Survivor's Story Shows Collusion of Baptist Leaders
by David Clohessy
In a groundbreaking memoir and exposé, Christa Brown tells the story of clergy sex abuse and cover-ups in the largest Protestant denomination, the Southern Baptist Convention. Her new book, This Little Light, is one of the most powerful survivor stories I’ve ever seen, and in the work I do, I see a lot them.
This Little Light takes you on a journey. It’s the sort of journey in which you keep wishing you could turn back, and yet you can’t. The book is a page-turner. From beginning to end, Brown takes your hand and takes you with her.
She starts off by going straight to hell. That’s where the call of “God’s will” led her when she was a young, faith-filled church girl. She retraces the terrain of that hell as she tells of being sexually abused in the name of God, by a man of God, and in the house of God.
But that’s only the upper-level of hell. The tour of hell’s lower-level begins when Brown, as an adult, attempts to report her pastor-perpetrator. Even though church leaders knew what he had done, he was allowed to move on to work in other Baptist churches, including very prominent ones. Ultimately, Brown notified 18 Baptist leaders with her substantiated report of abuse, but the perpetrator remained in ministry until many months later when the media got involved.

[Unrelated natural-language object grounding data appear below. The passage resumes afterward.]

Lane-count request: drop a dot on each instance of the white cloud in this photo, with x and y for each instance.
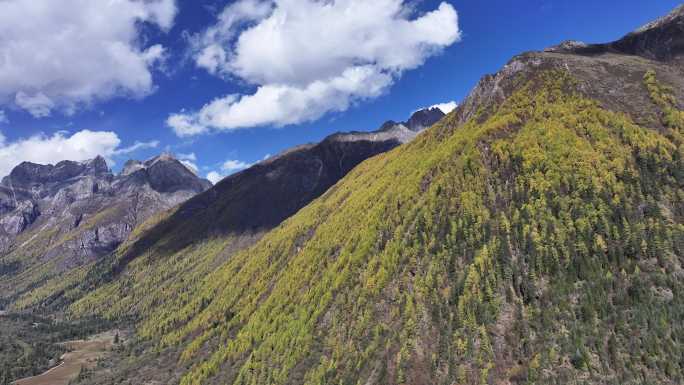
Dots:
(45, 149)
(228, 167)
(190, 156)
(310, 57)
(69, 53)
(446, 107)
(214, 177)
(50, 149)
(137, 146)
(234, 165)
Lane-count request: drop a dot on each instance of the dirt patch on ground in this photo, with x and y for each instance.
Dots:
(82, 354)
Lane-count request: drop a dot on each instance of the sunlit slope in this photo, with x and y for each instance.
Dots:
(541, 240)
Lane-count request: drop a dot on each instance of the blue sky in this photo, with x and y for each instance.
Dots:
(491, 32)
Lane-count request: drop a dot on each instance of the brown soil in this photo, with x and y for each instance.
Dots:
(84, 353)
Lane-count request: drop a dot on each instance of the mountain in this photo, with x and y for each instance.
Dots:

Brown doesn’t hold back as she recounts this part of her journey through the Kafkaesque maze of the cold-hearted Baptist machine. It’s a journey in which some of Baptist-land’s highest officials are seen lurking in some awfully dark corners.
Though it’s a hellish journey, Christa Brown ultimately brings courage and hope into Baptistland’s barren terrain. Her book is a must-read for anyone concerned with the safety of children and the abuse of power in evangelical churches.
David Clohessy is the national director of SNAP, the Survivor’s Network of those Abused by Priests.